Le succès de la montgolfière lui apporte la notoriété. Il en a fait un personnage de la communauté technique et scientifique de la capitale, couronné par son élection à l’Académie des Sciences en 1807, à la place de l’illustre Coulomb, et par son affectation au conservatoire des Arts et Métiers.

Joseph a côtoyé aussi les plus grands savants de son époque : Lavoisier, Monge, Carnot, Volta, Laplace, Prony, Ampère…

Le renoncement pénible à l’aéronautique qui a fait sa gloire, le libère. Il reprend ses anciennes spéculations et poursuit ses éclectiques activités inventives.

Il contribue à la conception de la lampe à huile de son ami Argand. Selon ce système, une cheminée en verre accélère le courant d’air qui soutient la combustion de l’huile qui imprègne une mèche tubulaire.

Avec le même Argand, il projette d’exploiter des procédés appliqués à la distillation de l’eau de vie, au séchage du hareng, à la déshydratation des fruits et jus de fruits (il a tout bonnement inventé la lyophilisation).

Puis vient l’illumination du bélier hydraulique, machine à relever l’eau d’une rare originalité.

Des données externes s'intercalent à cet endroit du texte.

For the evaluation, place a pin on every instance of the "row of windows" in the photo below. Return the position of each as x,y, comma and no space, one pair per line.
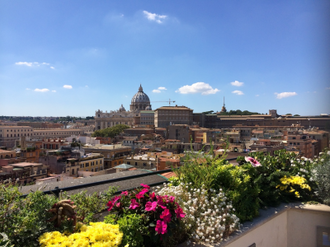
18,130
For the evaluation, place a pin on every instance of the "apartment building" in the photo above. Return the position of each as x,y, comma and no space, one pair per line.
92,162
168,115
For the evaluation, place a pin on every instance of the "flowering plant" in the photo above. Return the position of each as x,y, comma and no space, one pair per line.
161,214
97,234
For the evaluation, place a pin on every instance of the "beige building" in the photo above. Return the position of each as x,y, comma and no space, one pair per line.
10,134
92,162
139,102
168,115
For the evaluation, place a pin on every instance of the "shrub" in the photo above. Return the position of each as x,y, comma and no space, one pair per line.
209,217
23,220
96,234
321,175
160,214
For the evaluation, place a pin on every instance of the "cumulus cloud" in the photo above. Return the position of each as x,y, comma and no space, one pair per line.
43,90
159,89
198,87
237,83
34,64
285,94
238,92
154,17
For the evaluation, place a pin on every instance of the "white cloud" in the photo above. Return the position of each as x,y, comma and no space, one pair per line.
159,89
237,83
285,94
154,17
238,92
43,90
198,87
34,64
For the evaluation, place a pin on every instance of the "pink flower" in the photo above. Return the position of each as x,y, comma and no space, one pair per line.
141,194
172,198
125,193
166,215
151,206
152,196
110,205
134,204
253,161
145,186
161,227
179,213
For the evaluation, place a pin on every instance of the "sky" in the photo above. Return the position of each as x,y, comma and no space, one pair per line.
71,58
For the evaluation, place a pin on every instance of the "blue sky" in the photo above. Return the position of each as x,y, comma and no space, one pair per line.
60,58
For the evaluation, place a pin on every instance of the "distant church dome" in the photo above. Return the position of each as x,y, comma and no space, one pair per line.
140,101
122,108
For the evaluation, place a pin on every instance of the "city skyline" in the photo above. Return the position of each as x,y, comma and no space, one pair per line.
72,58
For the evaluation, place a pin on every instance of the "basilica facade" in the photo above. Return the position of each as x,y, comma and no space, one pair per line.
139,102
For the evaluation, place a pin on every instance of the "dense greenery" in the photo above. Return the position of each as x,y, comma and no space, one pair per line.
111,131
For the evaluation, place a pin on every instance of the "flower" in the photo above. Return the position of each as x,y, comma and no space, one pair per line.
134,204
166,215
141,194
161,227
253,161
151,206
125,193
179,213
145,186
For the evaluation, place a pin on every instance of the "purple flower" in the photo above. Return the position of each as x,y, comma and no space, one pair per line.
134,204
125,193
151,206
179,213
141,194
253,161
161,227
145,186
166,215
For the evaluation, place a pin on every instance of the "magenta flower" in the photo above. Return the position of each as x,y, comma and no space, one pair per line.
179,213
125,193
253,161
110,205
161,227
152,196
134,204
145,186
141,194
151,206
166,215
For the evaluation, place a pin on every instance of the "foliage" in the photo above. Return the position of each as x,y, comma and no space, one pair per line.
209,217
88,206
160,214
23,220
132,227
321,175
111,131
96,234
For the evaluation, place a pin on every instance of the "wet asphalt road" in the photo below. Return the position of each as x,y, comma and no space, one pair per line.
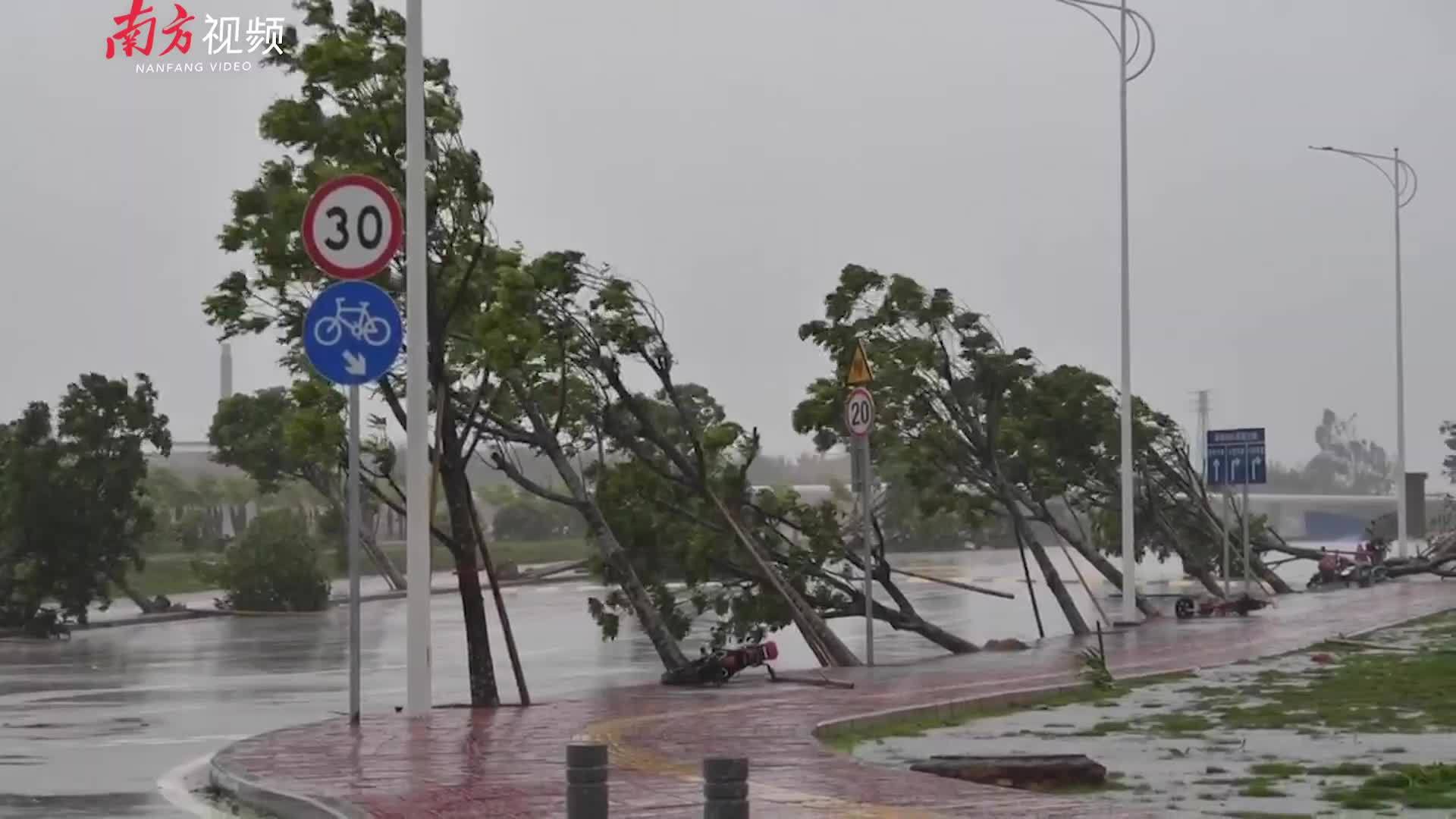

Ce projet l’accaparera jusqu’à la fin de sa vie sans l’empêcher de vagabonder dans d’autres domaines. C’est ainsi que ses réflexions sur la chaleur et la combustion, l’amèneront à concevoir le moteur à explosion et à réaliser une première expérience avec de la poudre.

Tous ses travaux firent de Joseph Montgolfier un savant respecté. Il rencontrait beaucoup de monde, toujours prêt à rendre service.

Ainsi, il aida un industriel à développer la production d’alun, de soude et de sulfate de fer à Verberie, dans l’Oise.